John Farmer, a former New Jersey state attorney general and now a political columnist for the Star-Ledger, has a fairly good analysis of the Libby situation, I think. (And he does it without resorting to demeaning polemic or character assassination, no less.)
First he notes that the other aspects of Libby's sentence stand, including a quarter-million dollar fine, which he already has paid and no doubt will be reimbursed for by one fund-raiser or another, a book deal, or something else.
At the conclusion of the trial, Fitzgerald noted that Libby met with NY Times reporter Judith Miller at the behest of Dick Cheney. Cheney's involvement in the incident was obscured by Libby's perjury. So what did Fitzgerald do? He did what any sensible prosecutor would do -- and as Bush himself reportedly said, Fitzgerald is a first-rate prosecutor -- he went after the small fry, so that the small fry would in turn provide the evidence for an investigation of the bigger fish, Cheney.

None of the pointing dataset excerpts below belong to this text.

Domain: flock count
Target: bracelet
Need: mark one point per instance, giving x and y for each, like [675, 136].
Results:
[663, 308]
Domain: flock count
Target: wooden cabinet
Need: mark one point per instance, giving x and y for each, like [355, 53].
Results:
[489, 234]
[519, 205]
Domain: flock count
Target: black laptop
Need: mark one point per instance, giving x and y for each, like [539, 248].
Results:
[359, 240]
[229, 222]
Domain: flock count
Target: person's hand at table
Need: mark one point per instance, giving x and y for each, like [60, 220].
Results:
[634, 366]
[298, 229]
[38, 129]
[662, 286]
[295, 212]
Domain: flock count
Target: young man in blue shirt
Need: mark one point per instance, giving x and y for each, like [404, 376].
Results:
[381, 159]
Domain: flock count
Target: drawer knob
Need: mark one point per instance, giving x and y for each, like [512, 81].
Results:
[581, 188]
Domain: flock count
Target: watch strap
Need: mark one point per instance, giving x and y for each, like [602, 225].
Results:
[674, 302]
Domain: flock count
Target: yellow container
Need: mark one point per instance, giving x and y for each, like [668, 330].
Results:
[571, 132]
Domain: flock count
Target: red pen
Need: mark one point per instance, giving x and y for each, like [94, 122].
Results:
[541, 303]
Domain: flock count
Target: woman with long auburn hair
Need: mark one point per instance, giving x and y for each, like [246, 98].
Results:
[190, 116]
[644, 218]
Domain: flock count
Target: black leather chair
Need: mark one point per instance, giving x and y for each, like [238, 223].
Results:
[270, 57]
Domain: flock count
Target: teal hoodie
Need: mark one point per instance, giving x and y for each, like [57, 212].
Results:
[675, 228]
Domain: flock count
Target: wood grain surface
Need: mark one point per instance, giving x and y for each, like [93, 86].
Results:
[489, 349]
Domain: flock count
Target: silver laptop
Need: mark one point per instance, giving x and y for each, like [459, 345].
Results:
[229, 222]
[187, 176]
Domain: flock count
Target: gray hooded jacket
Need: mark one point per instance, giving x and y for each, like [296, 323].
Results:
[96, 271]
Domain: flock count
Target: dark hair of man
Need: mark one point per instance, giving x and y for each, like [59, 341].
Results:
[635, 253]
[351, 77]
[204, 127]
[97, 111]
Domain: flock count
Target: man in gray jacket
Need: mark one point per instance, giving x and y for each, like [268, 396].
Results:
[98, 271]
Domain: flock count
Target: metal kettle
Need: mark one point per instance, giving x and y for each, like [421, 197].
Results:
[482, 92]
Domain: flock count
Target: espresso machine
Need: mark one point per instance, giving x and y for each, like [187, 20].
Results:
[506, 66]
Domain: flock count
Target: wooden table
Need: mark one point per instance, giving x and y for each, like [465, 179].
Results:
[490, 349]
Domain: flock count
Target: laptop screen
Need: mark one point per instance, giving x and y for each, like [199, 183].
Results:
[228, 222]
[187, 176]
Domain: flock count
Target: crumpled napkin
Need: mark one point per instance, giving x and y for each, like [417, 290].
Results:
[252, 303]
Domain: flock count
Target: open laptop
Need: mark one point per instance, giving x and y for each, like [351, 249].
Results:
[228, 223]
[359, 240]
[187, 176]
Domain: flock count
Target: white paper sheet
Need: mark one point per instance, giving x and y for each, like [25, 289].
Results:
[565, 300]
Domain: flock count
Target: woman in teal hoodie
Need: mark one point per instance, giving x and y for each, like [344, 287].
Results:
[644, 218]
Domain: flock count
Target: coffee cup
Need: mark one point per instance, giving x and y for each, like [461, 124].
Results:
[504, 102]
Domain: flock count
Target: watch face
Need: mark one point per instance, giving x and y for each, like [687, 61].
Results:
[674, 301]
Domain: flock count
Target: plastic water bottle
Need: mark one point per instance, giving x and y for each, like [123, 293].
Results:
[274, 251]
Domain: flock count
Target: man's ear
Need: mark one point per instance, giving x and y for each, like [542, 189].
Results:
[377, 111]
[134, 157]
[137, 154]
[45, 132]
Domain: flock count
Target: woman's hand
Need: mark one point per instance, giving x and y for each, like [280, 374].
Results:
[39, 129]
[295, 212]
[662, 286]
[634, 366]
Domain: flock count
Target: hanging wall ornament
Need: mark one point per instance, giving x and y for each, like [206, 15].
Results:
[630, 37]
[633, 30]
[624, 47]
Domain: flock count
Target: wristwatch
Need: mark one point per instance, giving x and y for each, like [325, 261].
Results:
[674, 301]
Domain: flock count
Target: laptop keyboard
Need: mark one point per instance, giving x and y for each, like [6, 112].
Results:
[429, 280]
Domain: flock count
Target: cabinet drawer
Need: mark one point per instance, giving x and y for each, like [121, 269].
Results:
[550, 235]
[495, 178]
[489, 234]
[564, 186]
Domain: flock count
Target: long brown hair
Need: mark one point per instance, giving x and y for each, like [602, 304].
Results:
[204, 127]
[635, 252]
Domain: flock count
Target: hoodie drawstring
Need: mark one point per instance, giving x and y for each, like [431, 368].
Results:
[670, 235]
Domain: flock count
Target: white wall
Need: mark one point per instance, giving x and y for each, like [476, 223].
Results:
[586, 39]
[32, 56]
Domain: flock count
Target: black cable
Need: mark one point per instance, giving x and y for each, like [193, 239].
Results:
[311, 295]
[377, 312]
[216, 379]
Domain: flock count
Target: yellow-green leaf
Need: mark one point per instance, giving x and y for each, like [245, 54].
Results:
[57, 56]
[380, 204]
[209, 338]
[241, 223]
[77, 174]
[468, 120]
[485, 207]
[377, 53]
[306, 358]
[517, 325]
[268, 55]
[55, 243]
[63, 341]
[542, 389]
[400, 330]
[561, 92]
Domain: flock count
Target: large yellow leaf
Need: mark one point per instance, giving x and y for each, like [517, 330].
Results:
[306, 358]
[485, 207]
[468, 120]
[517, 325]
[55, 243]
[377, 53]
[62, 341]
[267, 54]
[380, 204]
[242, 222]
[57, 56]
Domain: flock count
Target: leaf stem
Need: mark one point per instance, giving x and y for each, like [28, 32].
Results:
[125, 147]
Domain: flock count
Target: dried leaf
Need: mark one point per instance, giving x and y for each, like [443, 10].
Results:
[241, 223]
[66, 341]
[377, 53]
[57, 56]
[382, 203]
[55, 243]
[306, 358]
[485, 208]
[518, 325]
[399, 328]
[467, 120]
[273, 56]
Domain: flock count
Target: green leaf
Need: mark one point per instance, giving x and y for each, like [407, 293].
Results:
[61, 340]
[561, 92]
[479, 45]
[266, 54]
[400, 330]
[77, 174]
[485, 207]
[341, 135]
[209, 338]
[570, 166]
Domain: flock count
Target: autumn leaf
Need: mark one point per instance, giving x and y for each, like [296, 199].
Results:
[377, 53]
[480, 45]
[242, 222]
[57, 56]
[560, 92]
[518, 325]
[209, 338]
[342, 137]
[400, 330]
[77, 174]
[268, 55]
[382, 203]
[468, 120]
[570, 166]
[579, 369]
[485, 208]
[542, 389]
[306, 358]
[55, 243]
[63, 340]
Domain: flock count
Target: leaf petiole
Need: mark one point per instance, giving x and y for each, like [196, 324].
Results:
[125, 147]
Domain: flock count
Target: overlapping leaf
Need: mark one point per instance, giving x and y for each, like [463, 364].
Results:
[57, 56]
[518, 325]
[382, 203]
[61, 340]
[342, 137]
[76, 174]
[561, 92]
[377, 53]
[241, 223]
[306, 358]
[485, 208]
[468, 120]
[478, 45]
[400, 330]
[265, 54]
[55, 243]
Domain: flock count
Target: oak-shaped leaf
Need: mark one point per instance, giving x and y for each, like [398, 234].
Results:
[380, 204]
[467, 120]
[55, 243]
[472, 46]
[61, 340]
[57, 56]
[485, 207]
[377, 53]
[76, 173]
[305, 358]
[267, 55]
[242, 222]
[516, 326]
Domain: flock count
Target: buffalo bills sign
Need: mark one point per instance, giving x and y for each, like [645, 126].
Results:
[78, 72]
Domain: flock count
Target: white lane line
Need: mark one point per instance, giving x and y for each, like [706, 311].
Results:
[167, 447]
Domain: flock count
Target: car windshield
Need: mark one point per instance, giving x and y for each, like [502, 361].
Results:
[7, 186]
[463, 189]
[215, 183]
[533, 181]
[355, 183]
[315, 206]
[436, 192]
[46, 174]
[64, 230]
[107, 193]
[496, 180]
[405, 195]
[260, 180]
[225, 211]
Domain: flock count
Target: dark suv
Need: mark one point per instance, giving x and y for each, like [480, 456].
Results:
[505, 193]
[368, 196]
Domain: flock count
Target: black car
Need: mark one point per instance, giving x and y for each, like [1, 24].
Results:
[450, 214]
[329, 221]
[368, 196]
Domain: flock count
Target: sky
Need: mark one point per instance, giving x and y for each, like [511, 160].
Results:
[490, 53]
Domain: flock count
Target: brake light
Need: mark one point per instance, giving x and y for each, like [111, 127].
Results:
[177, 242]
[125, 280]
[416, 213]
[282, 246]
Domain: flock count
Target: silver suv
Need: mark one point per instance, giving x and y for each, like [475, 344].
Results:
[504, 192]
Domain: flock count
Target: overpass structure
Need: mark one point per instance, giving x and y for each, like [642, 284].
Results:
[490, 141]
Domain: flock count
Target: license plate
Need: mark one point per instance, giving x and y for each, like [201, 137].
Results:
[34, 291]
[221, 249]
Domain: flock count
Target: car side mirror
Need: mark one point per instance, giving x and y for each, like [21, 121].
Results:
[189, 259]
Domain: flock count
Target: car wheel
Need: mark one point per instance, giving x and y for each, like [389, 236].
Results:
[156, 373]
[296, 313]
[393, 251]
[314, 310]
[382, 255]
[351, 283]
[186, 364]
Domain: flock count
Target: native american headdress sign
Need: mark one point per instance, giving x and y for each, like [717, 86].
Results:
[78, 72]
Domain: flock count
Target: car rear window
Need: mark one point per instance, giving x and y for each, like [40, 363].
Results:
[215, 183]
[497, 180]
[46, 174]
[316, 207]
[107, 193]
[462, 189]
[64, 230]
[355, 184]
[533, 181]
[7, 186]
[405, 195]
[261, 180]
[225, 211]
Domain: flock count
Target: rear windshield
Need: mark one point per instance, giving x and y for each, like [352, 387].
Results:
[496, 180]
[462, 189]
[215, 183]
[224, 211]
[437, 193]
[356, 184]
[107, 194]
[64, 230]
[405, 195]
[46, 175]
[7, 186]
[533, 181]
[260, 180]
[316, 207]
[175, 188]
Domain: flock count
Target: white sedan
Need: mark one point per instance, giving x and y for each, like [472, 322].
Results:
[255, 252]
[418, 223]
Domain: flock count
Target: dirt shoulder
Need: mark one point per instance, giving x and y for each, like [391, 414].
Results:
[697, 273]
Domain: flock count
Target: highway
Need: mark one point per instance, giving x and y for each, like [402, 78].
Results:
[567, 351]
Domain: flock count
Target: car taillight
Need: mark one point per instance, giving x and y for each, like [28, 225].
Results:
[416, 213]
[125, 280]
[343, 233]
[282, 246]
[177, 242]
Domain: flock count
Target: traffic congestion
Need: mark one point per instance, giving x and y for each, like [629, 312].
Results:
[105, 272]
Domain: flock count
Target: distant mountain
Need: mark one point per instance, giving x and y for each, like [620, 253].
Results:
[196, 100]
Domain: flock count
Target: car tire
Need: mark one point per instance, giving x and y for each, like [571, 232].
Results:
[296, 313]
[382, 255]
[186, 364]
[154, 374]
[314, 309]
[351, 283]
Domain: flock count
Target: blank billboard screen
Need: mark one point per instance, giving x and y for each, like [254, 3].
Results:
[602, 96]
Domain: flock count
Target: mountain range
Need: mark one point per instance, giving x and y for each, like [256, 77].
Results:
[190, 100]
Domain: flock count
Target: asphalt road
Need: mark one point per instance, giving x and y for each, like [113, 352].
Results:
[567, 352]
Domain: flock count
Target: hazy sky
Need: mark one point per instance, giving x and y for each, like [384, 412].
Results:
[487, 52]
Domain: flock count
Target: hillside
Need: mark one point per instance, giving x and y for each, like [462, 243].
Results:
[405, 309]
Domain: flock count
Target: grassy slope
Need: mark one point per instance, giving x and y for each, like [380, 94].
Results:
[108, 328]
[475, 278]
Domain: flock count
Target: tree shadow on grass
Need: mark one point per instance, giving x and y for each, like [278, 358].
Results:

Cheney's invovlement in the effort remains speculation in part, of course, although Libby indicated that he his meeting with reporters to out Valerie Plame may have received the personal sanction of Cheney. And Cheney had some reason to out Plame, since her husband had written an op-ed piece in the NYT that discredited the administration's claim that Saddam Hussein had been trying to buy yellowcake from Nigeria, a claim that the administration had been using to justify the war in Iraq, a war that Cheney had been pushing from the get-go.
So it makes sense, if Fitzgerald has reason to suspect Cheney is behind the outting, to get Libby on a smaller charge, in order to get information on Cheney. And it makes sense in turn for Bush to commute Libby's sentence (if not ultimately to pardon it) in exchange for Libby's continued silence.
Even if no law technically was broken in outting Plame as a formerly undercover intelligence agent, as opposed to an active one, it was still a stupid thing to do. First, it ends her effectiveness for any future operations; secondly, it exposes other agents she worked with, the place she worked, and the techniques used to greater scrutiny, and limits their effectiveness; and thirdly, it's just plain petty and should be beneath the office of the vice president.
For balance' sake, a friend of mine refers me to the American Spectator, which has a mouthful to say on the subject, from a conservative viewpoint. For my part, I always taught my students that if they couldn't make an argument without personal attacks and juvenile behavior, then they didn't have one. I think that's a standard we need to enforce more vigorously in the public sphere as well.
Given the ad hominen attacks -- like "publicity-mad demoness Valerie Plame" and "full on publicity hound Mr. Fitzgerald" -- this article has no bearing on intelligent and reasoned discussion. Comments from "The American Spectator" are hereby stricken from the record.